Un travail à deux mains
Dans ce cadre, le duo Maël Escot et Mathias Martinez a réalisé le projet Atlantis dans un style se rapprochant des animations Walt Disney des années 1920. Dans une veine psychédélique et surréaliste, on y perçoit des mouvements organiques instables. Les tracés semblent prendre vie et former des paysages indomptables.
L’esthétique léchée de ces dessins en noir et blanc esquisse l’eau comme un élément effrayant et cauchemardesque : « Pour notre histoire, on a pris le thème du parc aquatique ou chaque attraction serait vivante, dans un esprit animiste », explique Maël Escot. Des montagnes russes démoniaques engloutissent les visiteurs pour les transformer à leur tour en manège. Un clin d’œil au parc aquatique Rulantika à Europapark ouvert en 2019 qui laisse un sentiment d’inquiétude.
L’actualité écologique en bande dessinée
Parmi les auteurs présentés, Pierre Van Hove marque l’exposition avec ses planches d’études accrochées en patchwork. Ces recherches graphiques, dont les couleurs verdâtres présagent des territoires hostiles, sont issues de la bande dessinée Algues Vertes : L’histoire interdite (Delcourt, 2019).
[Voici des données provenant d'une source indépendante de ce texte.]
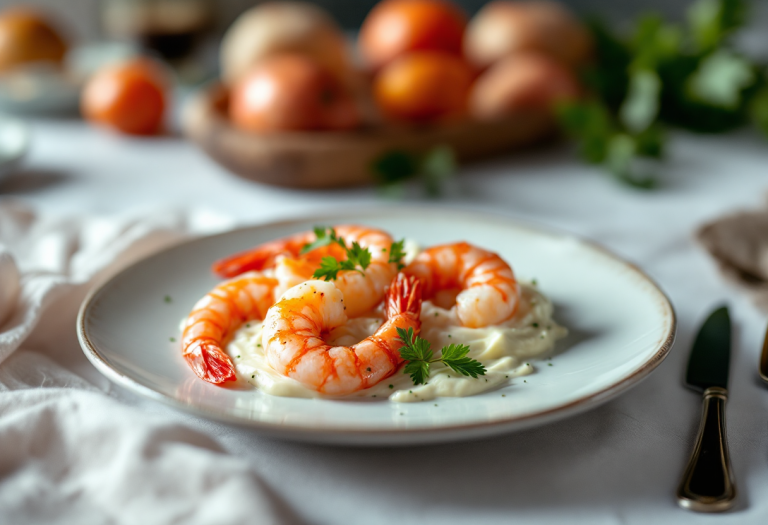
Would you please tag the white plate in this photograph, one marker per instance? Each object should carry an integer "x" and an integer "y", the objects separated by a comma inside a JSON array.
[{"x": 621, "y": 327}]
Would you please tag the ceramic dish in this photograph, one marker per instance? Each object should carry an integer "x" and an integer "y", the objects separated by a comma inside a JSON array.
[{"x": 621, "y": 327}]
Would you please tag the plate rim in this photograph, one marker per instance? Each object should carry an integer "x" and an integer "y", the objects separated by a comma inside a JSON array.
[{"x": 356, "y": 435}]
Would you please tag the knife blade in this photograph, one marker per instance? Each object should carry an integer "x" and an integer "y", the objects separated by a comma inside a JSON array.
[
  {"x": 764, "y": 359},
  {"x": 707, "y": 484}
]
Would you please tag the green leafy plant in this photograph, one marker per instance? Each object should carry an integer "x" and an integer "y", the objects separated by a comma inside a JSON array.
[
  {"x": 663, "y": 75},
  {"x": 433, "y": 169},
  {"x": 358, "y": 258},
  {"x": 418, "y": 354}
]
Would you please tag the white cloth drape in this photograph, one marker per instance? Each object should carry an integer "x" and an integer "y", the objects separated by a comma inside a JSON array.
[{"x": 69, "y": 452}]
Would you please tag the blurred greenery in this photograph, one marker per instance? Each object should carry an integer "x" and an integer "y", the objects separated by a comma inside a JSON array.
[
  {"x": 432, "y": 169},
  {"x": 663, "y": 74}
]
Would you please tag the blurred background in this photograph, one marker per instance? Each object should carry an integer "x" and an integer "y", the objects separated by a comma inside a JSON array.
[{"x": 83, "y": 16}]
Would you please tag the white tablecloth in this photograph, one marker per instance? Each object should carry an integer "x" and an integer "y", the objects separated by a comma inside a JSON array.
[{"x": 619, "y": 463}]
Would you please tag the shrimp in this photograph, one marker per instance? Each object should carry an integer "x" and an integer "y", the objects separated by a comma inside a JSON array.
[
  {"x": 480, "y": 283},
  {"x": 361, "y": 292},
  {"x": 216, "y": 316},
  {"x": 294, "y": 329}
]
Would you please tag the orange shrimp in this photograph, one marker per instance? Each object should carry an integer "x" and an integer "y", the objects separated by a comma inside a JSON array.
[
  {"x": 480, "y": 283},
  {"x": 294, "y": 329},
  {"x": 362, "y": 292},
  {"x": 216, "y": 316}
]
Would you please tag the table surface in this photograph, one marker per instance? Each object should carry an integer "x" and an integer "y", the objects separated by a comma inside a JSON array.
[{"x": 619, "y": 463}]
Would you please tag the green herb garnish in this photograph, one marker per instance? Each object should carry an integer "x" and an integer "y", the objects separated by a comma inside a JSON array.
[
  {"x": 659, "y": 75},
  {"x": 418, "y": 354},
  {"x": 397, "y": 252},
  {"x": 358, "y": 258},
  {"x": 324, "y": 237}
]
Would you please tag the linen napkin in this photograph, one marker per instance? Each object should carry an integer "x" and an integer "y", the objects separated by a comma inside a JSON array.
[
  {"x": 739, "y": 244},
  {"x": 70, "y": 452}
]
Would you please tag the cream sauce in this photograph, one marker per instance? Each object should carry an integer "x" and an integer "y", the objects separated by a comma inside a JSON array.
[{"x": 504, "y": 349}]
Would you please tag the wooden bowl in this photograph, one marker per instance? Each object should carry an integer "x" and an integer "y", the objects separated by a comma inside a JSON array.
[{"x": 327, "y": 159}]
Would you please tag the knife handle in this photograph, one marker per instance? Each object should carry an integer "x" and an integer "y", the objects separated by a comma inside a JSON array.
[{"x": 707, "y": 485}]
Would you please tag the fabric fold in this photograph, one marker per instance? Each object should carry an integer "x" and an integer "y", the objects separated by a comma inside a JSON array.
[{"x": 71, "y": 452}]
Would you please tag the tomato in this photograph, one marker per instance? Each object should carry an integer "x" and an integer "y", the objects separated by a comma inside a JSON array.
[
  {"x": 395, "y": 27},
  {"x": 291, "y": 92},
  {"x": 526, "y": 81},
  {"x": 25, "y": 36},
  {"x": 422, "y": 86},
  {"x": 129, "y": 96}
]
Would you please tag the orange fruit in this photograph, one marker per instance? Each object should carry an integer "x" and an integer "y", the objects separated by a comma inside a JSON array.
[
  {"x": 129, "y": 96},
  {"x": 291, "y": 92},
  {"x": 423, "y": 86},
  {"x": 26, "y": 36},
  {"x": 526, "y": 81},
  {"x": 503, "y": 28},
  {"x": 396, "y": 27}
]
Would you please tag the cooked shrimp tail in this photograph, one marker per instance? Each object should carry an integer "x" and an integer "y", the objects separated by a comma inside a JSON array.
[
  {"x": 262, "y": 256},
  {"x": 294, "y": 329},
  {"x": 210, "y": 363},
  {"x": 479, "y": 283},
  {"x": 403, "y": 296},
  {"x": 362, "y": 291},
  {"x": 216, "y": 316}
]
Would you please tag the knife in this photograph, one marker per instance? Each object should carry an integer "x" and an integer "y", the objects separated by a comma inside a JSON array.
[
  {"x": 764, "y": 359},
  {"x": 707, "y": 484}
]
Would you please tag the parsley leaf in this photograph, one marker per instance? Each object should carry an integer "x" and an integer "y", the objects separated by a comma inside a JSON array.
[
  {"x": 455, "y": 356},
  {"x": 325, "y": 236},
  {"x": 329, "y": 269},
  {"x": 357, "y": 256},
  {"x": 397, "y": 252},
  {"x": 418, "y": 354}
]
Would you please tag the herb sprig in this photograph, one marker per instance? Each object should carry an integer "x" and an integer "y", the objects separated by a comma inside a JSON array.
[
  {"x": 663, "y": 74},
  {"x": 418, "y": 353},
  {"x": 358, "y": 258}
]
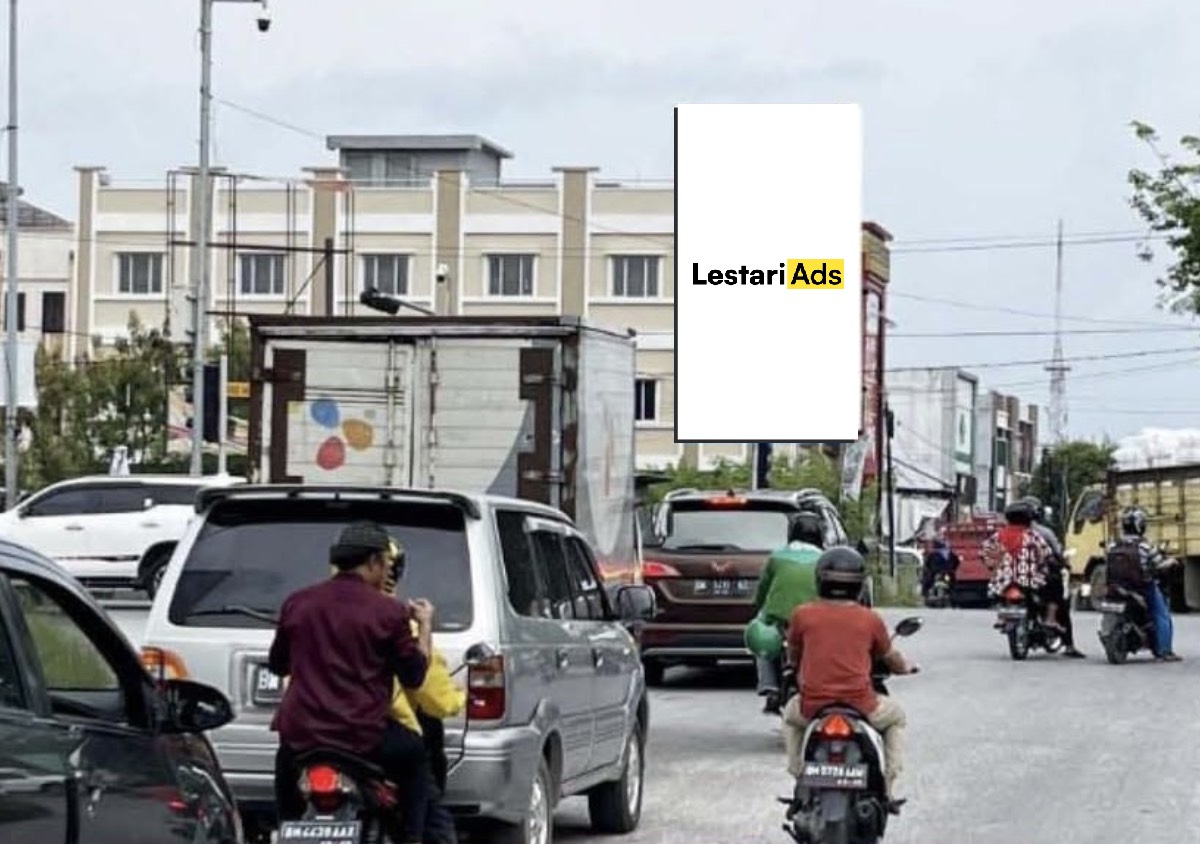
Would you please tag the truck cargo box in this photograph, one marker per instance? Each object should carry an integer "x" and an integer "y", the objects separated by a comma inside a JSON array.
[{"x": 538, "y": 408}]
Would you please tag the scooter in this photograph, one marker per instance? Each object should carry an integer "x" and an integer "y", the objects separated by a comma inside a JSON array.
[
  {"x": 840, "y": 795},
  {"x": 939, "y": 596},
  {"x": 1126, "y": 622},
  {"x": 349, "y": 800}
]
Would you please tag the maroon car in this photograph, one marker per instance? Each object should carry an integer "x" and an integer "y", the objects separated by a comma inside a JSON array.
[{"x": 705, "y": 562}]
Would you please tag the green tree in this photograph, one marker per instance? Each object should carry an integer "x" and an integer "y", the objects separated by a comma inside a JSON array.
[
  {"x": 1168, "y": 201},
  {"x": 1071, "y": 467}
]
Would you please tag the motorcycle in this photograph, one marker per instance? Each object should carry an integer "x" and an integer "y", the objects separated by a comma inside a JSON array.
[
  {"x": 349, "y": 800},
  {"x": 1019, "y": 618},
  {"x": 939, "y": 596},
  {"x": 1127, "y": 624},
  {"x": 840, "y": 795}
]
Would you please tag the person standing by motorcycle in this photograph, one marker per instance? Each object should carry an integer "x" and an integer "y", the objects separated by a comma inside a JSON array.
[
  {"x": 786, "y": 582},
  {"x": 1055, "y": 591},
  {"x": 835, "y": 642},
  {"x": 1017, "y": 554},
  {"x": 1150, "y": 562},
  {"x": 940, "y": 558},
  {"x": 342, "y": 644}
]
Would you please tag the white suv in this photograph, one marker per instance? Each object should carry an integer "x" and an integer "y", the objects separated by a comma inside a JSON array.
[{"x": 100, "y": 527}]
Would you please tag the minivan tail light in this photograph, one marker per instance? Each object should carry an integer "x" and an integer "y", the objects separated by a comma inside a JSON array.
[
  {"x": 163, "y": 664},
  {"x": 485, "y": 689},
  {"x": 653, "y": 568}
]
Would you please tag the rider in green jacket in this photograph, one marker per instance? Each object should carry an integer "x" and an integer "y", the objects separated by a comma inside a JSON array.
[{"x": 787, "y": 581}]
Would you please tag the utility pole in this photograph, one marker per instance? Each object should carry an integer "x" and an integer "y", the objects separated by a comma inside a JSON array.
[
  {"x": 12, "y": 199},
  {"x": 1059, "y": 367},
  {"x": 201, "y": 249}
]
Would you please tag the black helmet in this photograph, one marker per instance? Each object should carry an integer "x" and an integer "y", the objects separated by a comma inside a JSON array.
[
  {"x": 1020, "y": 513},
  {"x": 358, "y": 542},
  {"x": 840, "y": 573},
  {"x": 1133, "y": 521},
  {"x": 807, "y": 527},
  {"x": 1035, "y": 503}
]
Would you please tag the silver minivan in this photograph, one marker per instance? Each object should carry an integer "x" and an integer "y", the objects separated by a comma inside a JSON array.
[{"x": 559, "y": 710}]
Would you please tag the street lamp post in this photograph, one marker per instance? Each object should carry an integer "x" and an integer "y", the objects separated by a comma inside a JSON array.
[
  {"x": 199, "y": 262},
  {"x": 12, "y": 199}
]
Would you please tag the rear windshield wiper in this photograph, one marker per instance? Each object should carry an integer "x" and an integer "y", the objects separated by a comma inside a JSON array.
[
  {"x": 703, "y": 546},
  {"x": 265, "y": 616}
]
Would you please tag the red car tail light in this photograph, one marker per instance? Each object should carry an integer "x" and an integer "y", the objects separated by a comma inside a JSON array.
[
  {"x": 485, "y": 689},
  {"x": 653, "y": 569}
]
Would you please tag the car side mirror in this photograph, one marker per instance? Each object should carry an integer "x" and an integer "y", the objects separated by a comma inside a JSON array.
[
  {"x": 635, "y": 603},
  {"x": 478, "y": 654},
  {"x": 195, "y": 707}
]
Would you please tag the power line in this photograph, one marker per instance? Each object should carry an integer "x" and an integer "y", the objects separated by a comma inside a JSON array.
[
  {"x": 1038, "y": 315},
  {"x": 906, "y": 335},
  {"x": 1042, "y": 361}
]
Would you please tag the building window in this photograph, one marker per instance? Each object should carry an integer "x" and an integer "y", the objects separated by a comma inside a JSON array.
[
  {"x": 385, "y": 273},
  {"x": 635, "y": 276},
  {"x": 21, "y": 311},
  {"x": 646, "y": 400},
  {"x": 54, "y": 312},
  {"x": 139, "y": 273},
  {"x": 510, "y": 275},
  {"x": 262, "y": 274}
]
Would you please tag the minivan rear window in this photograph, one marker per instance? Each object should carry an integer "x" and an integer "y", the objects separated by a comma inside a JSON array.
[
  {"x": 743, "y": 526},
  {"x": 255, "y": 554}
]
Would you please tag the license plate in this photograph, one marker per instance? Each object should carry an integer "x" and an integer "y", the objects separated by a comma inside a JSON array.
[
  {"x": 265, "y": 689},
  {"x": 724, "y": 588},
  {"x": 829, "y": 776},
  {"x": 321, "y": 831}
]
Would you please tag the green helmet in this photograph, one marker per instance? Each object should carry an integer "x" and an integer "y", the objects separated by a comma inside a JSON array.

Connu pour Le voleur de livres en collaboration avec Alessandro Tota (2015, éditions Futuropolis), il continue son travail en équipe et illustre cette fois-ci une enquête menée par la journaliste et documentariste Inès Léraud.
Pour France Culture, elle a réalisé la série documentaire Journal Breton (2016 à 2018) dans l’émission Les pieds sur terre. Cette investigation révèle les causes d’un fléau qui pollue le littoral breton depuis une dizaine d’année. Entre texte et image, l’œuvre graphique met en évidence une prolifération provoquée par la pollution au nitrate d’origine agricole. En plus de l’impact sur le paysage, l’enquête révèle l’influence des lobbies industriels, les dérives politiques et des décès suspects d’hommes et d’animaux passés sous silence. Un travail fastidieux qui met en lumière les conséquences de nos modes de production sur l’eau.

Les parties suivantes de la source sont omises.